Bien que les normes se développent dans des groupes petits et soudés, ils se répandent souvent au-delà des frontières étroites du groupe original. Le défi par conséquent devient celui de l’explication des dynamiques de propagation des normes des petits groupes jusqu’aux populations. Les modèles de l’évolution ont été introduits pour expliquer la propagation des normes (Skyrms 1996, 2004 ; Alexander 2007 ; Gintis 2000).

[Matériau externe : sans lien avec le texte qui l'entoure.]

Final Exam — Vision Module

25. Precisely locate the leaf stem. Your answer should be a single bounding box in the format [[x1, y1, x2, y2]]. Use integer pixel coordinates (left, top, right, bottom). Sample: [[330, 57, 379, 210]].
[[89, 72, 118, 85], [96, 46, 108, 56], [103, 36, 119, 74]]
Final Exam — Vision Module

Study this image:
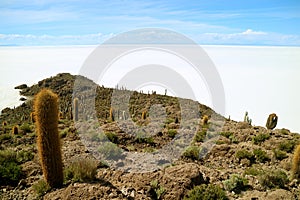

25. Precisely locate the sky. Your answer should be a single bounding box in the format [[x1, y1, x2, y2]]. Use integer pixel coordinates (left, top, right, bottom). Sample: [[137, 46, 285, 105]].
[[0, 0, 300, 46]]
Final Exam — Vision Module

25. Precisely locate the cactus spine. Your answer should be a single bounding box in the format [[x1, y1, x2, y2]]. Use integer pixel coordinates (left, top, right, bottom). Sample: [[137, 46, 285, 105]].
[[266, 113, 278, 130], [34, 89, 63, 188], [73, 98, 79, 121], [292, 144, 300, 180]]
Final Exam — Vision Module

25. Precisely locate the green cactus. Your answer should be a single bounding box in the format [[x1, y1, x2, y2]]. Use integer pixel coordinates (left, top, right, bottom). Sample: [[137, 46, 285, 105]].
[[34, 89, 63, 188]]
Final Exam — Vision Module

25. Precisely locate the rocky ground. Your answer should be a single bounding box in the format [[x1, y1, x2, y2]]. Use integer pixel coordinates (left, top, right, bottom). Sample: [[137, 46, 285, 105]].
[[0, 73, 300, 200]]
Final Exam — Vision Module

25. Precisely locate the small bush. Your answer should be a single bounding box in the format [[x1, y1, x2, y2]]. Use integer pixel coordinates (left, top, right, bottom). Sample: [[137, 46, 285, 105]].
[[273, 149, 288, 160], [168, 129, 177, 138], [253, 149, 270, 163], [223, 174, 248, 193], [150, 179, 166, 200], [194, 130, 206, 142], [235, 150, 254, 162], [64, 158, 98, 182], [135, 133, 154, 144], [183, 146, 201, 160], [20, 123, 32, 133], [105, 132, 118, 143], [98, 142, 122, 159], [279, 140, 296, 153], [0, 133, 11, 141], [252, 133, 270, 145], [259, 169, 288, 189], [220, 132, 233, 138], [60, 128, 68, 138], [0, 150, 22, 185], [244, 167, 261, 176], [16, 150, 34, 163], [184, 184, 229, 200], [33, 179, 51, 197]]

Si les normes peuvent prospérer et se répandre, elles peuvent aussi disparaître. Un phénomène mal compris est le changement soudain et inattendu de patterns de comportements bien établis (Mackie 1996). Par exemple, fumer en public sans demander la permission est rapidement devenu inacceptable, et il y a seulement quelques années personne ne se serait inquiété d’utiliser un langage genré. On pourrait attendre des normes inefficaces (comme les normes discriminatoires contre les femmes ou les minorités) qu’elles disparaissent plus rapidement et avec une fréquence accrue que les plus efficaces. Cependant, Bicchieri (2006) fait remarquer que l’inefficacité n’est pas une condition suffisante à la disparition d’une norme : en fait, c’est seulement une condition nécessaire. C’est ce qui peut se voir le mieux par l’étude de la corruption. Il y a beaucoup d’exemples, passés et présents, de sociétés uniformément corrompues. La corruption entretient des coûts sociaux immenses, mais les coûts – même quand ils tiennent une société au bord du gouffre – ne sont pas assez pour générer une révision du système. Bicchieri et Rovelli (1995) ont démontré que la corruption peut être un équilibre instable dans une population fixe. Dans des cadres plus réalistes, où la population est variable, Bicchieri et Duffy (1997) montrent qu’une société peut fluctuer entre des norme sociales « honnêtes » et corrompues, sans aucun état stable.